Oscar Abraham Pabòn è nato a San Juan de Colón, una cittadina venezuelana situata nella catena montuosa delle Ande. La natura qui impera e su di lei continua a fiorire un fecondo stuolo di riti e credenze che ne fanno una dea da amare e rispettare. Per questo il lavoro di Pabòn è intrinsecamente legato al tema ambientale, in una modalità che fa della pianta un interlocutore attivo con cui confrontarsi, dalla cui prospettiva riconsiderare il nostro tempo, dal Modernismo in poi. Altro punto focale della sua arte è l’architettura (che è anche la sua formazione primaria), che si manifesta negli interventi su oggetti d’uso comune, elementi d’arredo, abiti di lavoro, mattoni quale fondamenta materiale e concettuale del mondo abitato, che diventano opere tramite spostamenti ontologici, accorgimenti fisici, interventi surreali e onirici. Così si impone anche il linguaggio della geometria: linee, cerchi, rombi, rettangoli, strumenti di misurazione e forme solide ispirano l’iconografia delle sue opere, facendo della geometria un abbecedario della progettazione e dell’invenzione: non si dimentichi che lui è architetto. Con i suoi lavori Pabòn racconta storie che hanno strettamente a che fare con l’uomo, con le sue costruzioni, con il mondo, e con le loro epifanie e disgrazie, ma con un formalismo sempre attraente, dando all’aspetto visivo una preminenza precisa, diremmo naturale, perché in natura tutto ha una parvenza che accoglie e affascina, innescando il ciclo vitale che consente alla Terra di esistere.

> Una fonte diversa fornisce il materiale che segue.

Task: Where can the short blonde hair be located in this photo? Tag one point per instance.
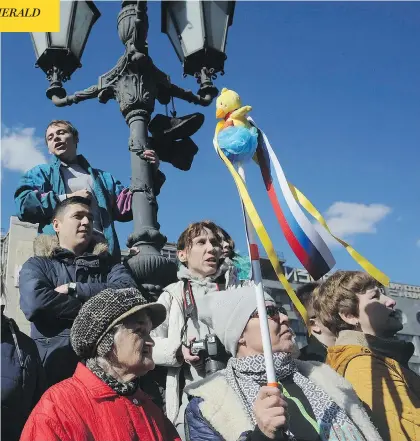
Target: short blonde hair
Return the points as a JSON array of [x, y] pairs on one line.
[[338, 294]]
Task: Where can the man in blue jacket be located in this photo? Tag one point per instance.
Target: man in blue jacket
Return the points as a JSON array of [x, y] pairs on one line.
[[67, 270], [44, 186]]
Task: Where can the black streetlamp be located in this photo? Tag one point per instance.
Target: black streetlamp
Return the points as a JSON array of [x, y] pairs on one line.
[[135, 83]]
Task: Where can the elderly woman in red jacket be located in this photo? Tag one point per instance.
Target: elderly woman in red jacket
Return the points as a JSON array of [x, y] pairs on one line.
[[102, 400]]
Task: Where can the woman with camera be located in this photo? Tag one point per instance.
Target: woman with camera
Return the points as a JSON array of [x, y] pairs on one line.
[[182, 344]]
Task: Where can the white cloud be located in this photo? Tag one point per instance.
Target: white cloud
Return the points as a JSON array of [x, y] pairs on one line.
[[21, 149], [347, 219]]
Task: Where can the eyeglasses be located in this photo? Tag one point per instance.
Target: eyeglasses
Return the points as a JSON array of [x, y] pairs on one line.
[[273, 312]]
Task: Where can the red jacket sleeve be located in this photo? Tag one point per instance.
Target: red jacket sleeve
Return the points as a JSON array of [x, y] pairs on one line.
[[43, 427]]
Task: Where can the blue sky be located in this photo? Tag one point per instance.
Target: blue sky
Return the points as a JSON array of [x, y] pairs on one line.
[[335, 86]]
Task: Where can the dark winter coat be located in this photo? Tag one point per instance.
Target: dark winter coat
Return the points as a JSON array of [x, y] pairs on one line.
[[22, 379], [36, 198], [52, 314]]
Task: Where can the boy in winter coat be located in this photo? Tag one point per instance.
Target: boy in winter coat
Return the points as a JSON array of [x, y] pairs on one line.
[[201, 270], [368, 354], [67, 270], [69, 174]]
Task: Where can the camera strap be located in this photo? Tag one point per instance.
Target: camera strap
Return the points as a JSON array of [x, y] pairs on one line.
[[189, 302]]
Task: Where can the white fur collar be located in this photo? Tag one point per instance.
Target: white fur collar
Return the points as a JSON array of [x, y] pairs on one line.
[[224, 411]]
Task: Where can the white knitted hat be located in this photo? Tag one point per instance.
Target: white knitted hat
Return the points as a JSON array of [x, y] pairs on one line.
[[227, 313]]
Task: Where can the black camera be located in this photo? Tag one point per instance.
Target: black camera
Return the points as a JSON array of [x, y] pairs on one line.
[[211, 351]]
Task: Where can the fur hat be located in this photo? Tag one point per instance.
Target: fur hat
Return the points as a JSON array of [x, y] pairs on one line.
[[228, 312], [103, 311]]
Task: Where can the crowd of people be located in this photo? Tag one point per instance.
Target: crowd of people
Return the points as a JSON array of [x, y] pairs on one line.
[[89, 370]]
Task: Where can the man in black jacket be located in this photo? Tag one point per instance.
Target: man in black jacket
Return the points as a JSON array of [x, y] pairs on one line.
[[67, 270]]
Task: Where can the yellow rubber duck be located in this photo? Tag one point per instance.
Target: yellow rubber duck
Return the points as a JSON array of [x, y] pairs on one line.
[[229, 107]]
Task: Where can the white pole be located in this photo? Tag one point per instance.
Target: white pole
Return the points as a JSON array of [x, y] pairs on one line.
[[259, 292]]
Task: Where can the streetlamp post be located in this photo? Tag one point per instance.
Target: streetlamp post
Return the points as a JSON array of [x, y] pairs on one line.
[[135, 83]]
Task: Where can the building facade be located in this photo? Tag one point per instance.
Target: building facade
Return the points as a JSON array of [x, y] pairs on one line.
[[17, 247], [406, 296]]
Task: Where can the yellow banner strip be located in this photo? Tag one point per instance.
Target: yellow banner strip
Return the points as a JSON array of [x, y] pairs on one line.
[[261, 231], [364, 263]]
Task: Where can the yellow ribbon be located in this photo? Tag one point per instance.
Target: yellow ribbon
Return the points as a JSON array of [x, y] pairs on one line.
[[261, 231], [364, 263]]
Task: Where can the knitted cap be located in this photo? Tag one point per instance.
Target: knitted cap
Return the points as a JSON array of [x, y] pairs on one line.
[[103, 311], [227, 313]]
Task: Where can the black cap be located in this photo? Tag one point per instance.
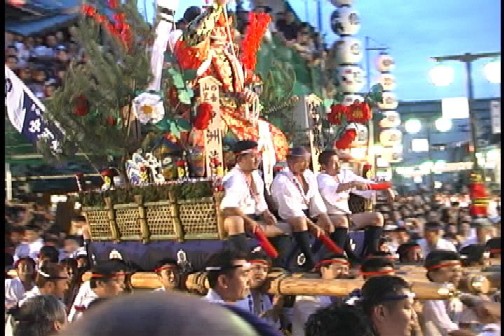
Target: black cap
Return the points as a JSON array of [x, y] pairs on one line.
[[244, 145], [481, 223], [433, 226], [298, 152], [472, 254]]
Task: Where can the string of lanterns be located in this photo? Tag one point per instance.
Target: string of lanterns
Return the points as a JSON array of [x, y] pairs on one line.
[[390, 136]]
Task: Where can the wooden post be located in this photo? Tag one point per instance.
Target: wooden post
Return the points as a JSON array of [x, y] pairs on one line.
[[278, 283], [209, 93], [177, 225], [144, 228], [112, 223], [315, 131]]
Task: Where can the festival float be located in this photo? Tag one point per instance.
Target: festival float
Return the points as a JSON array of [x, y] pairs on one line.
[[160, 112]]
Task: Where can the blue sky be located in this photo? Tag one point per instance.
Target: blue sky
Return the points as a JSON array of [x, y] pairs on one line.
[[416, 30]]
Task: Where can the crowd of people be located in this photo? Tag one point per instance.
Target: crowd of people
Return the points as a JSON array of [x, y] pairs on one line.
[[45, 287]]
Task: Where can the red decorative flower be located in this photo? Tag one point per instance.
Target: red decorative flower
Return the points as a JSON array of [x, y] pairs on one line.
[[81, 107], [337, 111], [113, 3], [111, 121], [346, 139], [359, 112], [204, 116], [88, 10]]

Marco Andrea Magni lavora come alchimista e artigiano, agendo sulle più comuni sostanze che ci circondano per sollevarle verso nuove auree di appartenenza. Non è un salto ontologico – da meno pregiato a più pregiato – ma un cambio di inclinazione, che ci mostra ciò che ci appartiene da sempre come se fosse una novità assoluta che con stupore si osserva. C’è poi come misura di tutte le cose “il nostro stare insieme”: non è artista solitario, ma come foglia caduta sulla superficie di un fiume, nell’andare verso la foce, mette in campo tutto il suo disponibile per sorprendersi del mondo e di chi lo abita: lui accosta materiali per dare prova di uno stupore entusiasta e tenace per la vita e per la terra.